El camarero, un viejo de patillas blancas, serio y triste como un embajador en espera de destino, sacudió la cabeza, y respondió secamente:
-Es una peste.
Mi amigo observó con espanto, con un desagradable espanto, a aquel hombre sincero. Después, volvió a mirar la carta.
-Bueno, tráigame entonces este Médoc… ¿Es bueno el Médoc?
El criado, muy serio, replicó:
-Es horrible.
Perturbado, mi amigo murmuró tímidamente, mientras una desconfianza vaga y oscura lo invadía:
-Bueno, beberé cerveza… ¿Qué tal la cerveza?
El camarero aseveró, convencido y digno:
-Un brebaje muy mediocre… ¡Extremadamente mediocre!
Mi amigo temblaba ya, con un manifiesto terror. Pero todavía balbució:
-¿Qué puedo beber entonces?
-Beba agua, o beba té… Aunque el té que tenemos hoy es realmente detestable.

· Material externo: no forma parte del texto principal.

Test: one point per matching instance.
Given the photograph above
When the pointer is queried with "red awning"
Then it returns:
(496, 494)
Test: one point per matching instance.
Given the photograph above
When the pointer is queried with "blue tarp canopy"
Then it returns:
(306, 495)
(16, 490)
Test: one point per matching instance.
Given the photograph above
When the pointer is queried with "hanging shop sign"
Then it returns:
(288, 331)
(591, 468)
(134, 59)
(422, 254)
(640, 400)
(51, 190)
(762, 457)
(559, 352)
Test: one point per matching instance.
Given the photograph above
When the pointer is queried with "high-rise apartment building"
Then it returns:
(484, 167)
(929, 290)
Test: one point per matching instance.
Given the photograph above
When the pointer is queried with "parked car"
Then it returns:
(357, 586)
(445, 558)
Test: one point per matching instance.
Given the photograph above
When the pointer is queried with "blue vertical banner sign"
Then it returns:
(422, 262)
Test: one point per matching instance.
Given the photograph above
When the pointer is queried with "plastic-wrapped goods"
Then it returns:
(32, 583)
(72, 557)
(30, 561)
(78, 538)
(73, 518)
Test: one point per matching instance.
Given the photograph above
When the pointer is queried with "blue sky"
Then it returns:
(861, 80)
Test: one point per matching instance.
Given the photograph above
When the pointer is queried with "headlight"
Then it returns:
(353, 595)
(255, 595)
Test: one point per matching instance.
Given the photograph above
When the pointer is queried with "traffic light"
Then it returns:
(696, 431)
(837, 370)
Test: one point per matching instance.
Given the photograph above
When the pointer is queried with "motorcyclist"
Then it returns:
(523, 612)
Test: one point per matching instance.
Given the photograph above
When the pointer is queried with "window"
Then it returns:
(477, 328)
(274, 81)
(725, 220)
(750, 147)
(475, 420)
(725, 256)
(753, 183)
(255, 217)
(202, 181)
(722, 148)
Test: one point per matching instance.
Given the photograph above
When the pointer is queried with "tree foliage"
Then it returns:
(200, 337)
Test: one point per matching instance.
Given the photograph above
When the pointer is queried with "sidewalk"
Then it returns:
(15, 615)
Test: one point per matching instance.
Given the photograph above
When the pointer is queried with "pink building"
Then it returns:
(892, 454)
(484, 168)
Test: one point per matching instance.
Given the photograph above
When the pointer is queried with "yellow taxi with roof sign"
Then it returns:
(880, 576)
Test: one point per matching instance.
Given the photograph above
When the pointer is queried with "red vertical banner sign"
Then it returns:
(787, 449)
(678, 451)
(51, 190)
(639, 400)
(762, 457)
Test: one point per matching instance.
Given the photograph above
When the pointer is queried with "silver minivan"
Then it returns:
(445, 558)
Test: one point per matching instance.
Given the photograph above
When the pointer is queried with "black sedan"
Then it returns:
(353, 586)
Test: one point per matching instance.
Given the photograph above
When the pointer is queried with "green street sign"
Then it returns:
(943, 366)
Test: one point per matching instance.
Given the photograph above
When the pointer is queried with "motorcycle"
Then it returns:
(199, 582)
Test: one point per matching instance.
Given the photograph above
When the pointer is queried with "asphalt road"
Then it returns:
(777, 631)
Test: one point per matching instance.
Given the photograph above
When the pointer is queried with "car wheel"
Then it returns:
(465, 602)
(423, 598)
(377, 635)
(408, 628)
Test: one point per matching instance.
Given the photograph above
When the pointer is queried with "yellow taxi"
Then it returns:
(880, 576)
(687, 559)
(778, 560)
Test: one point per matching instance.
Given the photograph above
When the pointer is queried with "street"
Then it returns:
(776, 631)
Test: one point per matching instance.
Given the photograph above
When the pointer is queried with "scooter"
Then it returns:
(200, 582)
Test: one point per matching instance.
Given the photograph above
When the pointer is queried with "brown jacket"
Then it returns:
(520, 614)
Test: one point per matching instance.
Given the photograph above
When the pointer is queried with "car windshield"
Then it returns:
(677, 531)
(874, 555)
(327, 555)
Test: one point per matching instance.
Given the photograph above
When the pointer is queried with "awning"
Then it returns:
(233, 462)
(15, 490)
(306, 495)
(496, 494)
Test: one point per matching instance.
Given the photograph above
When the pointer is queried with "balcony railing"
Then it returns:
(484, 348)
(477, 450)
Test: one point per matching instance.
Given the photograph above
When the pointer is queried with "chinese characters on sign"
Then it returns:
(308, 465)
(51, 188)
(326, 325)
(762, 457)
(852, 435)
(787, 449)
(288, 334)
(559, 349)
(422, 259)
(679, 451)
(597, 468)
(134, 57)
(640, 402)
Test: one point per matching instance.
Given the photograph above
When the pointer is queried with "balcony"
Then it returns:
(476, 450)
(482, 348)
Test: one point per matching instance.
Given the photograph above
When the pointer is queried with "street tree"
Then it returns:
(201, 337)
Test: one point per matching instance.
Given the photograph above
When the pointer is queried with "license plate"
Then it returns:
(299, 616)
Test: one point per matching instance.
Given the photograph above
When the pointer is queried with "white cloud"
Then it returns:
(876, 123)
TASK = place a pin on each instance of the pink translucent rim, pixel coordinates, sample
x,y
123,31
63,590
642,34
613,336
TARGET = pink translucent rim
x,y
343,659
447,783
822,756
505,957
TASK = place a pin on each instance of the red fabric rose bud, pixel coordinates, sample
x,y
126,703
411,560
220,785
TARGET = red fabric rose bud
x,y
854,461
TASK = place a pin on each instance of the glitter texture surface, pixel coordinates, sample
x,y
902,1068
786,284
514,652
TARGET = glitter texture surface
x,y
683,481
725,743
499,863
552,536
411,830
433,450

Entonces, mi amigo apartó violentamente la servilleta y los cubiertos, trepó por las escaleras hasta su habitación, apretó las correas de su maleta, saltó a un coche y huyó.
¿Por qué? Ni siquiera él lo sabía. Todo lo que pudo explicarme fue que, ante tanta sinceridad, sintió a su alrededor, en aquel hotel, algo anormal, extravagante, peligroso. La actuación de mi amigo, dado nuestro hábito secular a la mentira, a la ficción, a la convención, resulta muy humana”.


Aquellos que han salido corriendo despavoridos del hotel en los últimos días lo hacen porque habían terminado por creerse la mentira y por olvidarse de la verdadera naturaleza de lo que la convención oculta. Olvidaron también que, tal y como advirtió Eça de Queirós, “a pesar de haberse suprimido la rígida y aprisionante etiqueta de tiempos de Carlos V, los reyes todavía no son accesibles a cualquier sujeto de sombrero hongo que se presente con un cuaderno y un lápiz, a ‘hacer preguntas’”. Es el monarca quien decide por quién se deja interrogar y al elegir al periodista -en este caso, con sombrero de copa- ya está comenzando a dibujar su retrato, incluso antes de manifestarse siguiendo o no el consabido guión.